Understanding proteins involved in fertility could help boost IVF success
Women who have difficulty getting pregnant often turn to in-vitro fertilization (IVF), but it doesn't always work. Now scientists are taking a new approach to improve the technique by studying the proteins that could help ready a uterus for an embryo to implant in its wall. Their report could help researchers develop a new treatment that could potentially increase the success rate of IVF.
The study appears in ACS' Journal of Proteome Research.
Chen Xu, Hu Zhou and colleagues note that nearly 50 million couples worldwide require some kind of medical intervention to conceive. Among the most common procedures is IVF, but on average, only about one-third of all attempts lead to pregnancy. In the majority of cases that fail, the embryo doesn't attach to the uterine wall. Why this happens has largely remained a mystery. To address this knowledge gap, Xu and Zhou's team looked at the proteins that could play a role in this process.
The researchers tested samples of the inner uterine membrane called the endometrium from twelve women. They identified more than 2,000 proteins and found that the levels of more than 300 of them varied significantly depending on whether the endometrium was ready for embryo implantation. Boosting or reducing the levels of some of these proteins may increase the possibility that an embryo would implant and therefore increase the IVF success rate. The researchers say the findings could also help them improve treatment of endometrium-related diseases.
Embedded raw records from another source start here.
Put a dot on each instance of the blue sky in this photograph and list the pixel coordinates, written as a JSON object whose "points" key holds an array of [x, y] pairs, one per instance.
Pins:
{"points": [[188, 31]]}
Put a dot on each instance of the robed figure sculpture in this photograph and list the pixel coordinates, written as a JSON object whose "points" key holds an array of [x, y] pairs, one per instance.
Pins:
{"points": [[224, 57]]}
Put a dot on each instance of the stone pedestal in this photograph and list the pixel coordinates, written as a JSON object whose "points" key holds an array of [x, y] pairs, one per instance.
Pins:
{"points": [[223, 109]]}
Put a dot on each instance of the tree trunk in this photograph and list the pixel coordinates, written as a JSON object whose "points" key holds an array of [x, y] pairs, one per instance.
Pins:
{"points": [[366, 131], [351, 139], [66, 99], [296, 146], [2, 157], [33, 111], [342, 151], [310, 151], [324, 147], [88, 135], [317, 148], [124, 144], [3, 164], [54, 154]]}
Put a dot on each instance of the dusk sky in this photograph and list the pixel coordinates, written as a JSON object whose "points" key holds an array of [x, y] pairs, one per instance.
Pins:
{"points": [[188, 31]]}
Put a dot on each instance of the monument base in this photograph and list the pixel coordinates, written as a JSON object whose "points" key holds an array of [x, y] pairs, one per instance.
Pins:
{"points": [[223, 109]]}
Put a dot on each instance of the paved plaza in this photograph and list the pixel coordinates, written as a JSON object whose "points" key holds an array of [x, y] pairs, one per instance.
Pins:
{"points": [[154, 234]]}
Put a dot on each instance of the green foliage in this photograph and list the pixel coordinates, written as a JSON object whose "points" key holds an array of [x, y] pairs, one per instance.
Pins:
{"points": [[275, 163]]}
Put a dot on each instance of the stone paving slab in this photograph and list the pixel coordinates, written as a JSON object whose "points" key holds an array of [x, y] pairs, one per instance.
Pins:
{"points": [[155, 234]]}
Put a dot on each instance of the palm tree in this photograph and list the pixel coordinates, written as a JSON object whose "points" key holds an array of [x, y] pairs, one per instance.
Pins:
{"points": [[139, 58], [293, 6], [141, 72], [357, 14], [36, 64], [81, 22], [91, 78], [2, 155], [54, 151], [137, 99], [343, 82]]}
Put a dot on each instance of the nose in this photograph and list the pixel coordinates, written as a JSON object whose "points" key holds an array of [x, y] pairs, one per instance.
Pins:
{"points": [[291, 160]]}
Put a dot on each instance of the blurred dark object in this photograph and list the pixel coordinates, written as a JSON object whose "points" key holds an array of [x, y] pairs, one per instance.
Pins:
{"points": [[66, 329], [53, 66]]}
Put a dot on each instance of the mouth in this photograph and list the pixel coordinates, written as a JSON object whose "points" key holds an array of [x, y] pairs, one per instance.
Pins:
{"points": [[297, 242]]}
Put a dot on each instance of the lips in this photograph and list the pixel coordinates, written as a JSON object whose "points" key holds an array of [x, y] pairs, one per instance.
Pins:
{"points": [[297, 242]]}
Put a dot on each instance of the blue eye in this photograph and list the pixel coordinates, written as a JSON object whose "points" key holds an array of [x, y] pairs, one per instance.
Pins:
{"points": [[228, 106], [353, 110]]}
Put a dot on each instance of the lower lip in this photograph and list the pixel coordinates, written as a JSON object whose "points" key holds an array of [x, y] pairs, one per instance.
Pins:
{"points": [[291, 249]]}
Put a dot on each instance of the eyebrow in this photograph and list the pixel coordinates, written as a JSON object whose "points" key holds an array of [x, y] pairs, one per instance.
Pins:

More information: Label-Free Proteomics Uncovers Energy Metabolism and Focal Adhesion Regulations Responsive for Endometrium Receptivity, J. Proteome Res., Article ASAP. DOI: 10.1021/acs.jproteome.5b00038
Abstract
The menstrual cycle of the female uterus leads to periodic changes of the endometrium. These changes are important for developing the endometrial receptivity and for achieving competency of embryo implantation. However, the molecular events underlying the endometrial receptivity process remain poorly understood. Here we applied an LC–MS-based label-free quantitative proteomic approach to compare the endometrial tissues in the midsecretory (receptive) phase with the endometrial tissues in the proliferative phase from age-matched woman (n = 6/group). The proteomes of endometrial tissues were extracted using an SDS-based detergent, digested by the filter-aided sample preparation procedures, and subsequently analyzed by nano-LC–MS/MS (Orbitrap XL) with a 4 h gradient. Reliable protein expression profiles were reproducibly obtained from the endometrial tissues in the receptive and proliferative phases. A total of 2138 protein groups were quantified under highly stringent criteria with a false discovery rate of <1% for peptide and protein groups. Among these proteins, 317 proteins had differences in expression that were statistically significant between the receptive and proliferative phases. Direct protein–protein interaction network analyses of these significantly changed proteins showed that the up-regulation of creatine kinase B-type (CKB) in the receptive phase may be related to endometrium receptivity. The interaction network also showed that proteins related to cell–cell adhesion were down-regulated. Moreover, the results from KEGG pathway analyses are consistent with the protein–protein interaction results. The proteins, including alpha-actinin (ACTN), extracellular matrix proteins, integrin alpha-V, and so on, that are involved in the focal adhesion pathway were down-regulated in the receptive phase compared with the proliferative phase, which may facilitate the implantation of the fertilized ovum. Selected proteins were validated by Western blot analysis and indirect immunofluorescence, including the up-regulation of CKB and down-regulation ACTN in the receptive phase. In summary, our proteomic analysis study shows potential for predicting the endometrial remodeling from the proliferative to the receptivity phase in women, and these results also reveal the key biological mechanisms (such as energy metabolism and focal adhesion) underlying human endometrial receptivity.